The Korengal Valley is said to be the deadliest place in Afghanistan. What was your first impression when you arrived?
It looked like Colorado, like the American west. It was very beautiful. And I just thought, what a great place to go camping or kayaking. If it wasn't Afghanistan, it would be a haven for outdoor adventure sports.
What was your longest stint there?
We would do a month at a time. We each did five trips of roughly one month. I think Tim stayed for six weeks once. That was the record.
Did you ever feel bored?
Oh God yes, many times. Everybody did. One morning, the lieutenant walked in and said under his breath: "Please someone attack us today." I was definitely part of that group psychology of being so bored that we were hoping to be attacked.
How did you deal with fear?
The worst fear is before big operations, before an anticipated attack. But it's like public speaking; no matter how nervous you get beforehand, once you start speaking you're so focused you forget that you're nervous.
Combat's very much that way. There's also a point where you get to a moment of fatalism, where you think, okay whatever's going to happen is going to happen.
Did you and Tim share the same ideas about how you wanted to make the film?
We didn't want anything in the film that was not in the Korengal Valley.
So we didn't even want a voiceover narration because there's no narration in reality.
We wanted to create the illusion that you're there; we didn't want anything outside the reality to break that dream.
We didn't have an agenda, other than this is what it feels like to be a soldier in combat.
Nonetheless, some people have judged the film in political terms.
A lot of conservative people, who are pro-military, saw the movie as a vindication of their beliefs.
Then there are people on the left who were convinced it was an anti-war movie and that this was the ultimate denunciation of warfare.
We would just smile to ourselves.
How did Tim's death in Libya affect you?
I've known a couple of journalists who got killed but none was as close to me as Tim.
We were in the Korengal, off and on, for a year and then pretty continually for another couple of years we were making the movie.
That bound us together emotionally, financially, professionally, in every sense. Then we went through the whole crazy ride of all the media and the Oscars.
By the end, we were finishing each other's sentences. We really thought as one. So it was absolutely devastating.
What kind of man was he?
He was a really bright spirit, always grinning in the British way.
He was very intense, very smart, but in addition to being smart his mind went at 500rpm all the time. He wasn't always right about things but he was always shaking things up intellectually.
He also had a lot of demons. I don't know his personal story too well, because he was quite private, but he was driven by something to some very dark places.
That condition is not unusual among war reporters.
That's right. But he didn't have the usual addictions that go with it. He wasn't a womaniser, chain smoker or an alcoholic.
I think he was intellectually and physically in motion.
You've said that you won't be returning to war reporting.
Seeing what Tim's death did to me and my wife and others, a lightbulb went on. I didn't want to be the cause of that pain to the people I'm closest to. I've done this for 20 years and there is a point you come to where you're repeating the same stunt.

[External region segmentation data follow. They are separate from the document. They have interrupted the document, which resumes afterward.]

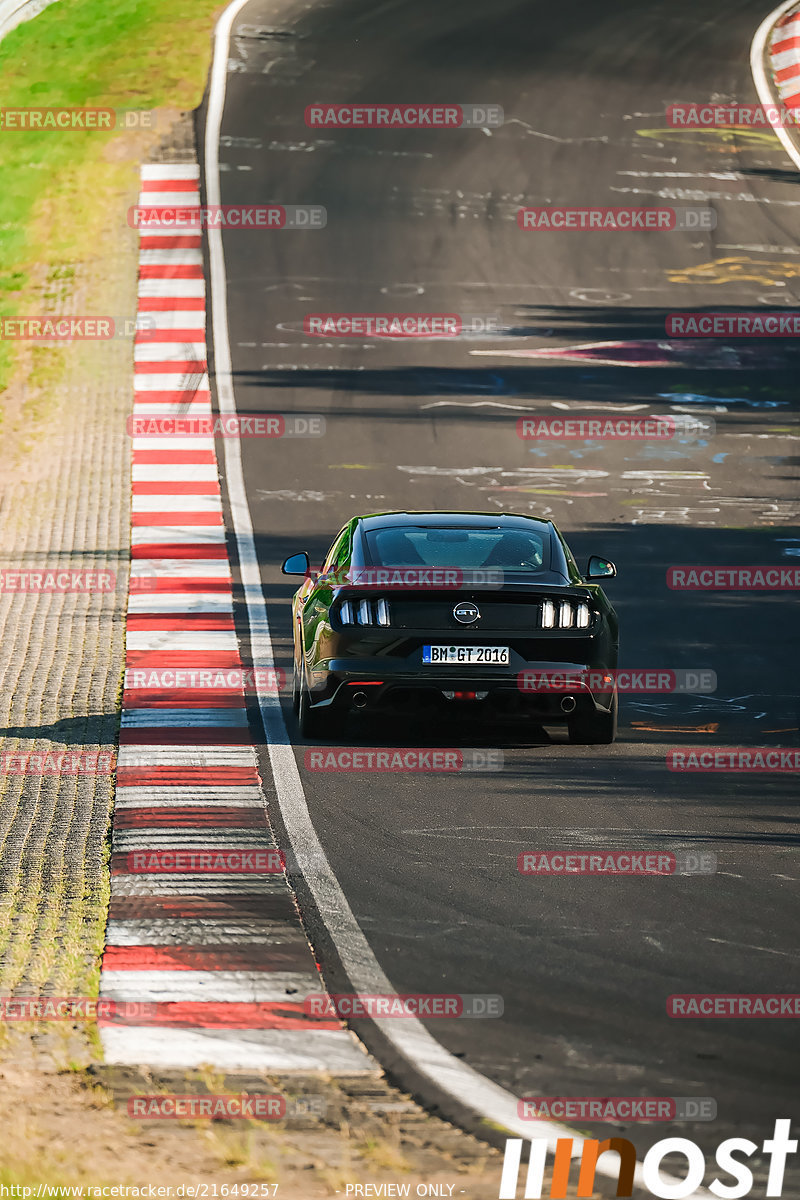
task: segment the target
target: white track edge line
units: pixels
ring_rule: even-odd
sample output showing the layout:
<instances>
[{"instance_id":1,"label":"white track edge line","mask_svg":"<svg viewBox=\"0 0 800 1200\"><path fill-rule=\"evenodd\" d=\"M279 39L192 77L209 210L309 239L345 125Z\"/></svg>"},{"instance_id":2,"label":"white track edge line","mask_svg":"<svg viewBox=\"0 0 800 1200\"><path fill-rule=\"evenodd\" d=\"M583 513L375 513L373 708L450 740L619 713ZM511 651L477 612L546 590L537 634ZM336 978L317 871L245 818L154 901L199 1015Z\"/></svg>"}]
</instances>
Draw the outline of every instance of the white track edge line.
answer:
<instances>
[{"instance_id":1,"label":"white track edge line","mask_svg":"<svg viewBox=\"0 0 800 1200\"><path fill-rule=\"evenodd\" d=\"M234 20L249 0L233 0L217 22L213 35L213 61L209 80L209 108L205 125L205 174L206 200L209 205L221 203L219 133L227 91L228 49ZM796 0L790 0L795 4ZM233 388L233 366L228 329L228 296L225 290L225 259L221 229L212 227L209 236L209 274L211 304L211 341L213 344L215 382L219 412L236 414ZM247 622L253 665L263 668L273 665L266 601L253 538L253 522L247 503L241 449L235 438L225 438L224 444L225 486L236 538L239 569L247 605ZM314 898L320 918L332 938L344 971L357 992L396 995L395 988L384 974L367 938L355 919L347 896L327 862L325 851L311 820L302 781L295 762L289 733L283 720L278 697L258 688L258 702L266 736L266 746L275 780L275 790L283 823L302 871L306 884ZM523 1139L546 1138L554 1150L559 1138L571 1133L572 1157L581 1157L584 1138L566 1126L552 1121L523 1121L518 1116L517 1097L492 1082L480 1072L461 1062L433 1038L416 1018L403 1022L391 1019L375 1020L383 1036L415 1069L427 1076L438 1088L449 1093L459 1106L468 1106L489 1124L500 1126ZM616 1178L619 1168L600 1159L597 1174ZM660 1172L664 1183L678 1183L674 1176ZM649 1190L637 1163L634 1182ZM697 1188L691 1196L710 1196L705 1188ZM691 1200L691 1198L687 1198Z\"/></svg>"}]
</instances>

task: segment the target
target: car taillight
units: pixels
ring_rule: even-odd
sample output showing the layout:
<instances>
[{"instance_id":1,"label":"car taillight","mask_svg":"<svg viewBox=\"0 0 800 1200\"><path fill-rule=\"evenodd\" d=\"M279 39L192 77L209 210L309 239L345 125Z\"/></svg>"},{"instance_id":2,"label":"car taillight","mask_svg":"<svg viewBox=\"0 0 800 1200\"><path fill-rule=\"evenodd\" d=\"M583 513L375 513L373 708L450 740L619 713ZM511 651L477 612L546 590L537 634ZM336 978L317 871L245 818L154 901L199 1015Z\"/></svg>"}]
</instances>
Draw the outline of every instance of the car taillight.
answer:
<instances>
[{"instance_id":1,"label":"car taillight","mask_svg":"<svg viewBox=\"0 0 800 1200\"><path fill-rule=\"evenodd\" d=\"M344 600L339 607L343 625L391 625L386 600Z\"/></svg>"},{"instance_id":2,"label":"car taillight","mask_svg":"<svg viewBox=\"0 0 800 1200\"><path fill-rule=\"evenodd\" d=\"M594 613L585 600L542 600L542 629L589 629Z\"/></svg>"}]
</instances>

I'll continue reporting from overseas but if I find myself getting shot at - this is how I explained it to my wife - I will consider it embarrassing and a personal failure in a similar way to as if I had a car accident.
What are you currently working on?
I'm working on a film about Tim and I'm starting a medical training programme for freelance journalists, a three-day training course in battlefield medicine. It will be three times a year in New York, London and Beirut.
We're hoping to make the certification an industry norm in the next few years. Tim's wound didn't have to be mortal. He bled out but there are things you can do about that, but no one around him was equipped to do them and so he died.
Will history judge Afghanistan a worthwhile war?
For me, the criterion is whether it increases or decreases human suffering. We killed bin Laden and dismantled al-Qaeda, which are two good things, and we brought civilian casualties down from 400,000 in the 1990s to about 10,000 in the decade that Nato's been there. If we pull out of Afghanistan in a way that doesn't precipitate a slide back into civil war - not that it would be perfect - then history should judge it a success.